On Christmas Day, Russia’s Interfax news agency reported that a military exercise begun Dec. 1 in Crimea and around Rostov involving 10,000 soldiers of its Southern Military District had concluded, and that those troops “will march to the points of permanent deployment from their combined arms training grounds.”
The news was relayed with tangible relief by Western media reports. That’s because starting in October, satellite photos revealed Russia had been slowly but steadily deploying combat formations ordinarily based elsewhere in Russia to positions across from Ukraine’s border, doubling the number of soldiers stationed in Crimea to over 100,000, as detailed in this earlier article. It looked increasingly like Russia was preparing for some form of military action targeting Ukraine.

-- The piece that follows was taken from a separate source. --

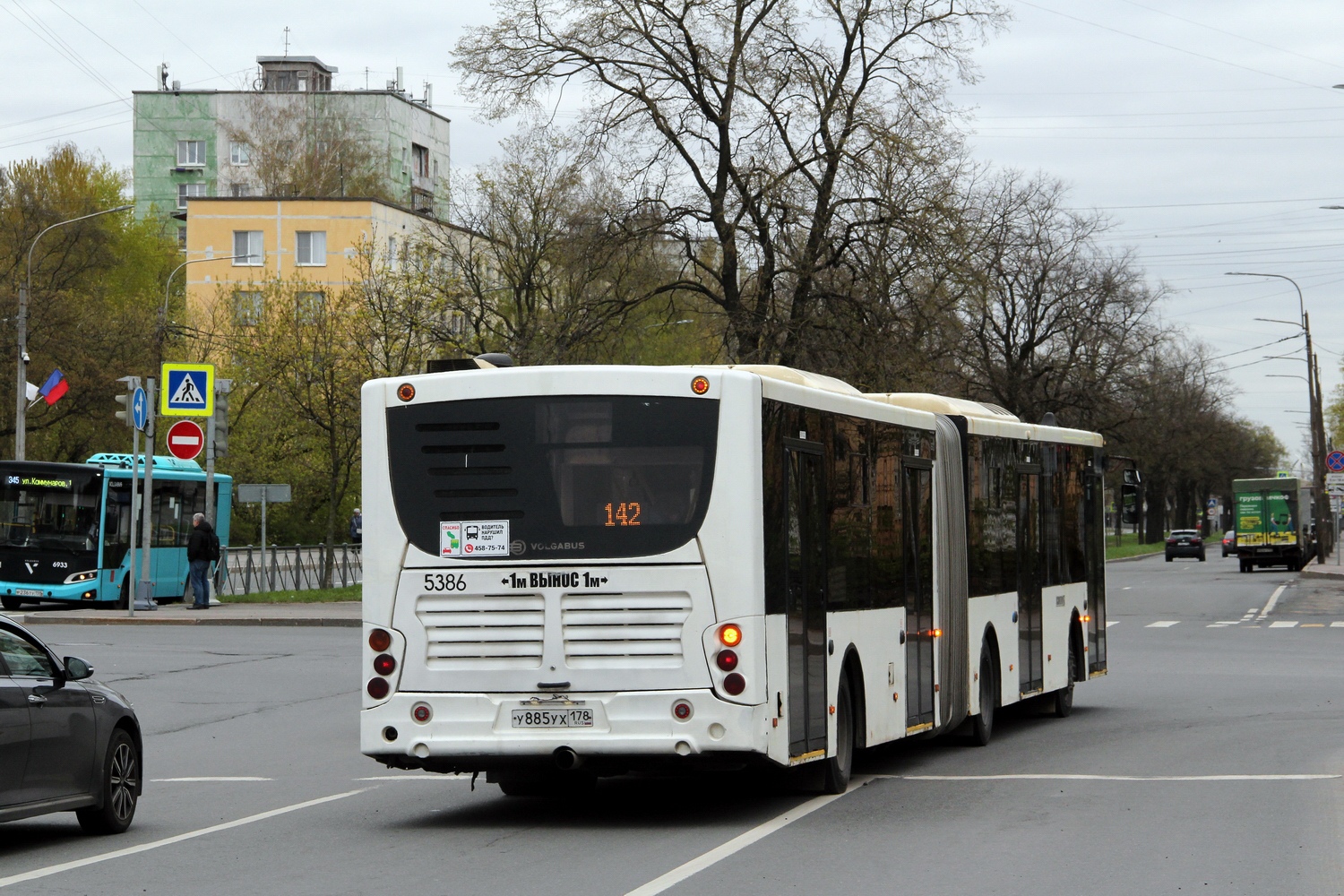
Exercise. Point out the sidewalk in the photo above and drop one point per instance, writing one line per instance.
(344, 614)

On the other hand, if units from the 58th and 49th armies (also part of the Southern Military District) returned to their permanent bases further to the east, that might result in a decline in forces directly threatening Ukraine.
But even then, a troop withdrawal is not clear-cut. Michael Kofman, an expert on the Russian military at CNA, tweeted “Southern Military District forces were out of garrison and forward deployed before the district ever declared a 10,000 troop exercise. Declaring it over is not especially meaningful. Careful consuming MoD announcements uncritically - the military posture is not looking better.”